Ma Dio non aveva tempo per mia madre, né per me, perché non fece venire un infarto a quel signore che imparai ad odiare in 30 secondi.
«Cosa devo fare, mamma?» Le chiesi.
«Prepara i bagagli... Ma non può nemmeno salutare i suoi amici!» Protestò mia madre.
«Se sono maschi, verrano con suo figlio. Ci sono dei miei colleghi nei dintorni.»
Cazzo. Non avevo scelta. Non potevo neanche salutare la mia bellissima ragazza. Chi glielo avrebbe detto? Se ne sarebbe accorta da sola, quando non sarei venuto più ai suoi appuntamenti, oppure avrebbe pensato che non la volessi più? Lo sapevo già: questo dubbio mi avrebbe tormentato per tutto il tempo che io sarei stato via.

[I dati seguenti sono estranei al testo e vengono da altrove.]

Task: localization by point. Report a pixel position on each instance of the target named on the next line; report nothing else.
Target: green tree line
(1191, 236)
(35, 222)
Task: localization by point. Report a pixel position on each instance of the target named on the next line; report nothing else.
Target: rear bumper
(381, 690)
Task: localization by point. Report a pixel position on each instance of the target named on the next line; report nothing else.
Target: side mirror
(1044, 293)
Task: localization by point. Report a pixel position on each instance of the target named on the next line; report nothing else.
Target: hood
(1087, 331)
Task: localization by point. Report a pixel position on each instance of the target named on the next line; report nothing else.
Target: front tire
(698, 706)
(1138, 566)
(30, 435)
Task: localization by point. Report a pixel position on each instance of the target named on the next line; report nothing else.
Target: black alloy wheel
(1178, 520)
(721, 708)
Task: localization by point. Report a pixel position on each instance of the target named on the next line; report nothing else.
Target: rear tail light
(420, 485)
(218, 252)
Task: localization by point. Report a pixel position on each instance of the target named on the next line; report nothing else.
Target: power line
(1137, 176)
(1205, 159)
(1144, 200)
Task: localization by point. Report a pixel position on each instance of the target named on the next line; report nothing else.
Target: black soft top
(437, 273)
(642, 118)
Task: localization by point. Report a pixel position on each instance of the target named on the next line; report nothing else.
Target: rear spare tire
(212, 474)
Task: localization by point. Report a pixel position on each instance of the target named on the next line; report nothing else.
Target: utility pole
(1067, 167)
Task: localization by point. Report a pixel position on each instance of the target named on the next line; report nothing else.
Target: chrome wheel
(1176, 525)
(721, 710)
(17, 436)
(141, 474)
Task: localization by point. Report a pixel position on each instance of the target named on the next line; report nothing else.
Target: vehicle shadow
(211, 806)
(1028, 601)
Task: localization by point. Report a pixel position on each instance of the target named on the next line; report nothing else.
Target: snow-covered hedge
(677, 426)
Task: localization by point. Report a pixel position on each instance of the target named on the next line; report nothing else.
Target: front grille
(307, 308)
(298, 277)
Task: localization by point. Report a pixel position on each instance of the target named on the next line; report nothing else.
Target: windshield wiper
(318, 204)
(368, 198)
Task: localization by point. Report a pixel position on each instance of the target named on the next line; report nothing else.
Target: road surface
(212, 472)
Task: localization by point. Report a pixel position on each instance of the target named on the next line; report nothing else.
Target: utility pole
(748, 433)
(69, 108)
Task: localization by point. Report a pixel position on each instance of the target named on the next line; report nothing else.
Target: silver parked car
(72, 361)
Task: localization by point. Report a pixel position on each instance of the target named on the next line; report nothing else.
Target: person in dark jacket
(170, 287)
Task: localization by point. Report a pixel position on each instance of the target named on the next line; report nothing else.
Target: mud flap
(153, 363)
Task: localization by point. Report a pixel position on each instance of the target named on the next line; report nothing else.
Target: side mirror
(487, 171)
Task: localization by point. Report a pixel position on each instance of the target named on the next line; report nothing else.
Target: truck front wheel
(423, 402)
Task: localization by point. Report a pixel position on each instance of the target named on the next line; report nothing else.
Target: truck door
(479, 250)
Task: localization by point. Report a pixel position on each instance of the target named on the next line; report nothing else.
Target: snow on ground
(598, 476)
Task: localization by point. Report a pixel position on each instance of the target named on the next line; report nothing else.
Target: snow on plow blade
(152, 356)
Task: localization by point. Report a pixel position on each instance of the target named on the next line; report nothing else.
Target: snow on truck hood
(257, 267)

Andai a preparare i bagagli. Presi solo l'indispensabile: un paio di vestiti, il mio crocifisso, e una borsa.
«L'uniforme e il l'elmetto verranno forniti là?»
«Ovviamente. E del tutto gratis!»
Wow. Mi mandavano a morire e avevo anche l'onore di avere un uniforme e un elmetto gratis. Thank you very much, America.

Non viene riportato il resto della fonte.